During the lecture, Harris explained that HEO takes advantage of the so-called conjunctions – moments when two objects orbiting the Earth pass each other at a close distance – to take images of the target satellite by any of the available spacecraft operated by HEOs partnering companies. The firm currently cooperates with Earth-observation data providers Satellogic and Axelspace, and can tap into a pool of 35 satellites to promptly complete a task.
“It normally takes 24-to-72 hours to get close enough,” said Harris. “We then slew that satellite around, take the image, put the satellite back and send the image to the ground.”
Will Crowe, co-founder and CEO of HEO, told Shephard that it takes on average about 50 days for government-run space surveillance networks to identify non-US satellites after launch.

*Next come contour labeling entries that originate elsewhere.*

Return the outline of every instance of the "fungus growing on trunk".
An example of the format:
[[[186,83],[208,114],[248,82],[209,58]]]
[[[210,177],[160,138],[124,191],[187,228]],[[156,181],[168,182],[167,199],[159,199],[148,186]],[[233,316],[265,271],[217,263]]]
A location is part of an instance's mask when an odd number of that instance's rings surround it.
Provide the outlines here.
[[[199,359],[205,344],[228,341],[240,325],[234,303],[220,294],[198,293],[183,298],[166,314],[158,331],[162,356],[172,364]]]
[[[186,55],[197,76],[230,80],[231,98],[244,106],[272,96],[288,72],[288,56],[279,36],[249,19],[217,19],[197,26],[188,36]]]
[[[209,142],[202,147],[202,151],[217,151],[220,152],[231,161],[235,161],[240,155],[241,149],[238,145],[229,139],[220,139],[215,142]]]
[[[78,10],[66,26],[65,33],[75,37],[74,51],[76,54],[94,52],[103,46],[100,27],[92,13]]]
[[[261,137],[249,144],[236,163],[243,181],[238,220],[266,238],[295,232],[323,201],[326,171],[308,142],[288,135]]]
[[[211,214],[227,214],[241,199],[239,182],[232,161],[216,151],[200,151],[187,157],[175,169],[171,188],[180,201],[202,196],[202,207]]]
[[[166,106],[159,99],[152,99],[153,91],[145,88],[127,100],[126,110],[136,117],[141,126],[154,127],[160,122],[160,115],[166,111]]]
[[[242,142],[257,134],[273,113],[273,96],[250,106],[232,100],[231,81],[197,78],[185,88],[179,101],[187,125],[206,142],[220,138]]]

“At any given time, there are more than 500 unidentified objects on public catalogues,” Crowe said. “We’re helping to reduce that number.”
The firm supplies imagery to intelligence agencies across the Five Eyes alliance comprising Australia, Canada, New Zealand, the UK and the US. Commercial companies can also request images but only of their own spacecraft, Crowe added.
Restricting to whom such services can be sold is key to making sure that critical intelligence does not find its way into adversary hands, Suess remarked. In March this year, The Atlantic reported that Russia’s long-range strikes on Ukraine by cruise missiles may have been directed using satellite imagery purchased from US companies by commercial entities acting on behalf of Russia.
“Supply chain security is more important than ever,” Suess said. “Especially now when we see the ‘New Space’ market angling more towards defence customers.”

HEO’s current partners operate satellites in orbits at altitudes between 450 and 500 kilometres, which gives the company a good overview of assets in low-Earth orbit (LEO) – the first 1,000km above the planet’s surface where most Earth-observation satellites, as well as the International Space Station and China’s Tiangong space station, reside.
“Most of the coverage that we have and most of the imagery that we can take happens in that kind of region in terms of the best possible resolution,” Harris said during the lecture. “Once you want to look at altitudes of 700km or 800km, you are quite a long way away from these satellites. But we will try and expand to high LEO above 800km altitude and ultimately to geostationary orbit (GEO) at 36,000km.”
The company is currently testing two prototypes of their home-built non-Earth imaging cameras as hosted payloads on the Turion DROID cubesat, launched in June 2023, and on a Space Machines satellite, in space since March this year.
“We are looking for an opportunity to put our payloads on some of these higher-orbiting spacecraft,” Harris said. “The same goes for very low-Earth orbit below 300km, where there are not many satellites with cameras. And, in GEO. There is currently no commercial satellite with cameras in GEO at all. We would like to be able to begin that novel application of imagery in that altitude as well.”
Satellites at the geostationary ring 36,000km above the Earth’s surface appear suspended above a fixed spot above the equator. As they enjoy a stable view of a large region of the planet, satellites at these altitudes have traditionally been used for TV broadcasting and weather monitoring. But the US Space Force has been sounding alarms in recent years about the growing number of Chinese satellites launched into this orbit with supposed espionage purposes, allegations that China denies.
“[Our technology] will allow us to identify every object in space and understand what it is doing,” said Crowe.
Suess added that the technology “came at the right time to be able to do these kinds of verifications” amid threats of a possible deployment of nuclear weapons in space and the militarisation of the space domain.